Sunday, June 4, 2017

The Gardening Games

The cold rainy spring is finally over. Gardeners around town are emerging from their homes like new kittens blinking into the sunlight. Dearest hubby takes a step outside, but I sweep him away with my arm. 'I volunteer!' I gasp. 'I volunteer as tribute!' Somewhere in the crowd of neighbors, someone whistles a four note mocking jay salute. As one, we open our gardening shed doors and brace ourselves. The hunger...I mean, the summer games have begun.

I fetch the wheelbarrow and my bag of necessities: String for marking off the rows, shears for trimming hedges, various digging appliances, an old spoon. Like Katniss Everdeen with her arrows, I lay them carefully on the wrought iron table near the leaning arch of Clarence. Packets of seeds wait patiently inside the house. But I'm not ready for them yet.

Dressed in my Gomer Pyle hat and mom jeans, I turn over the soil in the garden, fill pots for the deck and finish cleaning the perennial beds. After five trips around town to pick up plants (Too many! It's an addiction!) I'm back at the Pettersen farm. We have a plan for outside that is more ambitious than mere survival. Clarence is the bigger visionary (More fruit trees! Another statue for the back garden!) but I manage to rein him in on the pricier items. We must pace ourselves for the long game.

While we whip the garden and yard into shape, the house languishes. These are not the days for inviting guests over. The bed goes unmade, clothes unwashed. We simply remove our gardening clothes at the end of the day and don them again in the morning. We are our own mosquito repellent. Meals must still be made, but for lunch we eat things like kippers and onions, peanut butter and strange looking wheat free crackers.

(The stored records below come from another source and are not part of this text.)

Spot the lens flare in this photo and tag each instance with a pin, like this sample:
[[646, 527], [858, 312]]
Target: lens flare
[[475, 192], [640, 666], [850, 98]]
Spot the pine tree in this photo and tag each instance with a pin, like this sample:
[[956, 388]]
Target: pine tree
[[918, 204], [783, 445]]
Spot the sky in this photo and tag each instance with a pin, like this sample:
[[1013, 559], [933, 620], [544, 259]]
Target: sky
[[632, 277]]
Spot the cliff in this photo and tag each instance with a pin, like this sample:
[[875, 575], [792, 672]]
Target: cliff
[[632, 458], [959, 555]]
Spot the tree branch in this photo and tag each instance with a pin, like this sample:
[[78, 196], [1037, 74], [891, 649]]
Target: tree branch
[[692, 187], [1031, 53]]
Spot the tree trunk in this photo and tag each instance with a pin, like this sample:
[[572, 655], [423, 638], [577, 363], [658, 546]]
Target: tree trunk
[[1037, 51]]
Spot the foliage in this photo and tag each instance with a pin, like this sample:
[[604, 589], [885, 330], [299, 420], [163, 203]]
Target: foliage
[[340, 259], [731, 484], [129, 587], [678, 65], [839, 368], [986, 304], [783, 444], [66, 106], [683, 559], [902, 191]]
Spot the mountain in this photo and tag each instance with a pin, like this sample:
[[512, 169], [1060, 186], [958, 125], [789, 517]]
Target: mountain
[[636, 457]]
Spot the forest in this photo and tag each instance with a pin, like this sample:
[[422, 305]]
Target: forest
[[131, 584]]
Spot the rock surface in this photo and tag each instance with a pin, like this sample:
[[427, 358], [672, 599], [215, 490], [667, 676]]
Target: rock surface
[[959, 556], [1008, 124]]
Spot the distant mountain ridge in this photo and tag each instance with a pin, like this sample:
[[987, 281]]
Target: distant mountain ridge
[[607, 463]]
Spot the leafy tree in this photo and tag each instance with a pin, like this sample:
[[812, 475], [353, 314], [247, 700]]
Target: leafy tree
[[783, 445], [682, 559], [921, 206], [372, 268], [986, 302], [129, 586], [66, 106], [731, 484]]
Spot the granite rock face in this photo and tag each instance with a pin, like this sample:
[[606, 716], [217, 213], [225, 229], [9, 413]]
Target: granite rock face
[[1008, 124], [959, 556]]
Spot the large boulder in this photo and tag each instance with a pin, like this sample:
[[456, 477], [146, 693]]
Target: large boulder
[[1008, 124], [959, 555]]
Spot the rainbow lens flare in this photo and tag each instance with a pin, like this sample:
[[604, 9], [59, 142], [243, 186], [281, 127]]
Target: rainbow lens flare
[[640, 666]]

The craziest thing about the game of gardening is the expense. Like gamblers with no self control, we can't resist buying the BIG tomato plant with a tomato already on it so we know it's a winner. There's nothing worse than putting heart and soul into gardening, only to be let down come the fall.

Working out in the sunshine, barking at each other over hedges and bags of mulch, we have a pretty good time. 'It's five o'clock somewhere,' is a very rewarding aspect of gardening. Sweaty, covered in bites, with drinks clutched in soiled hands, we survey our front and back yard. It's our Tara, our reward for enduring eight months of winter. And as God is our witness, we'll never be hungry in the month of September. (Okay. I know that's from Gone with the Wind and not the Hunger Games, but I couldn't resist.)

So, here's to you, neighbors and fellow gardeners. For all of you brave Katniss Everdeen tributes who have volunteered for the game, here's to your trowels and shovels, your sore backs and dirt speckled faces. I kiss the three middle fingers of my grimy left hand and hold them out to you as a salute to your tenacity. May your crops be abundant, may your bug bites diminish in size. And may the odds be ever in your favor.